The attentive observer might have noticed a person sitting in the shade beside our little ship. Here she is, together with her sweet young dog.
Jay & Max
In Middenmeer Jay found a playmate, a wire-haired Jack Russell terrier, named Max. Max turned out to be just a few days younger than Jay. They befriended each other immediately, without any hesitation. A detail: our last dog (1979-1989) was named… Max!
Middenmeer-town was not all that exciting. Nevertheless, next to its harbour a snack-bar was situated with the unthinkable name ‘Jan Patat’ (= John Fries). Ha! There’s presumably and obvious. This one is categorised in the obvious-league.
At long last we left Middenmeer on Thursday the 27th of June at 11:13AM. On the way we hoped to find an acceptable space – more specifically tailored to dog-needs, an accessible shore being an important one. Alas we had to continue as there was nothing acceptable to be found along the chosen course. We decided to phone Den Helder’s W.S.V. (watersportclub) ‘Onrust’ because they charge just € 1,-- per metre. The problem was the published maximum boat-length. Well, we were warmly welcomed. The harbour-master explained us where to go, too. Yippee! Unfortunately we made the mistake to take one bifurcation too early – ending up in front of a low, immovable, bridge. This picture is a view from this bridge. As this canal is too narrow to turn, we were forced to go back all the way in reverse. Easy enough. (Ahum.)
We cruised ever so slowly in reverse that afternoon, until the harbour-master appeared and advised us to call it a day and moor at the position we had reached at that moment. That was around halfway the entire length we were forced to do. Therefore this has been our position in Den Helder for two nights. We switched off the engine at 4:42PM, a pee break on the way for the dog included.
On the Friday the three of us had an extensive walk in Den Helder. There’s a lot to be seen, especially for some-one interested in the boating scene. This picture is an example of Den Helder’s atmosphere.
While in Den Helder, we bought little flags of the provinces of Noord-Holland (on top right), Zuid-Holland (low on the left) and Utrecht (on top left). Low on the right is a, here invisible, pennon related to our winter-mooring spot, being Amersfoort’s Eemhaven. For your information, the order of importance is (1) on top right, (2) on top left, (3) low on the right and (4) low on the left. We are now in Noord-Holland, thence the position of its flag.

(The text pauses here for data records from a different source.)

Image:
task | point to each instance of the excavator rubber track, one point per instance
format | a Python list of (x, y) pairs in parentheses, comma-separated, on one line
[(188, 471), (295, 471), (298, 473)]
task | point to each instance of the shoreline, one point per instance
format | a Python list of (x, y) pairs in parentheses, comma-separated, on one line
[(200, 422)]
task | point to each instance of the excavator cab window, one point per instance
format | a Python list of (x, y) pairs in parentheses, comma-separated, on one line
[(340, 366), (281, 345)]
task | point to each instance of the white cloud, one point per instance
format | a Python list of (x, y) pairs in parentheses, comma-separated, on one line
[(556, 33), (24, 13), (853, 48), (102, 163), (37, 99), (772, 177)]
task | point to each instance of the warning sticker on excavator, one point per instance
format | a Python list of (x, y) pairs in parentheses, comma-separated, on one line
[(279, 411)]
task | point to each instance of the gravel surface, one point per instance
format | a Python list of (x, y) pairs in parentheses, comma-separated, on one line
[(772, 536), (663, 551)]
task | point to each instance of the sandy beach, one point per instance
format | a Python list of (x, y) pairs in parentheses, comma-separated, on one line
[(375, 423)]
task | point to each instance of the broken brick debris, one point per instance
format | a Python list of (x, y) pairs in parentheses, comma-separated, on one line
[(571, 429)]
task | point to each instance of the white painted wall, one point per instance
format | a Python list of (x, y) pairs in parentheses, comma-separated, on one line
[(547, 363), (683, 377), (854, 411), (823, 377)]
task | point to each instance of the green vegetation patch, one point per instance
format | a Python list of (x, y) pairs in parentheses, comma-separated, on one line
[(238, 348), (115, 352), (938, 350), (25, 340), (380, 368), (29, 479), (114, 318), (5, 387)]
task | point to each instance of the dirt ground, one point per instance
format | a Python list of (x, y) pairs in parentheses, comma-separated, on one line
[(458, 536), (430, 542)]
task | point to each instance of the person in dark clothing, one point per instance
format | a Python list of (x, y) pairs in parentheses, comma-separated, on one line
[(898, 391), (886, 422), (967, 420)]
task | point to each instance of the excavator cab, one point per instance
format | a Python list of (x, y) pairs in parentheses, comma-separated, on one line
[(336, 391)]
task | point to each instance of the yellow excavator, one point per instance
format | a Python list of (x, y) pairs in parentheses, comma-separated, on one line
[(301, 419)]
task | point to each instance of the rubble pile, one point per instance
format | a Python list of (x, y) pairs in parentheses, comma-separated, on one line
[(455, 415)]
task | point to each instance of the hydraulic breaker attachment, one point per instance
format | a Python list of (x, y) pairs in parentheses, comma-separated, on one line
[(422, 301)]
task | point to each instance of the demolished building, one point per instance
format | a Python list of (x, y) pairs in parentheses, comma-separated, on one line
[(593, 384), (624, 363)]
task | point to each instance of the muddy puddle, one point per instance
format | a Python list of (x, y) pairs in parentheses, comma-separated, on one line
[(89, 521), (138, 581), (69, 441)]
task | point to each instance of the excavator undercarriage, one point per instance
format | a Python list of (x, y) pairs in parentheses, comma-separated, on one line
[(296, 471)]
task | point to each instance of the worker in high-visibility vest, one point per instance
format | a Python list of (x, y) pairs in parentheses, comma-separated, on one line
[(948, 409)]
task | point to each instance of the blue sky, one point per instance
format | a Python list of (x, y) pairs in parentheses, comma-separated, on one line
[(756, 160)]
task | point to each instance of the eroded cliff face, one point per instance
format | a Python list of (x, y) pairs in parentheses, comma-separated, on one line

Den Helder was left on Saturday the 29th of June at 2:43PM, when the engine was started and we did the remaining part of the cruising-in-reverse drill. At 4:46PM the engine was switched off again – and we live, for the time being, on the Noordhollandsch Kanaal next to a village called ‘t Zand. At arrival there was no space for us. A friendly co-boater moved his boat forward. We fitted exactly in, our female driver forcing to perform a top-job.
Vlotbrug from a distance
The banks of the canal at ‘t Zand are connected by means of a ‘vlotbrug’ (float(ing)-bridge). It’s a typical type of bridge...
Vlotbrug at close range
...in this canal. One could suspect it’s cheaper to build one than a ‘normal’ one. The last video shows how it works.
A picture of our position, as seen from ‘t Zand’s vlotbrug.
Vlotbrug ‘t Zand
This video, of 66 seconds, explains how this type of bridge works. And the type of boat, a little historical tug, makes it even better to watch.
This week’s statistics.
Engine ran during 7 hours and 18 minutes (7,3 hours).
Generator this week 0 hours and 0 minutes (0,0 hours).
Weather: mostly warm, even hot – sometimes too hot.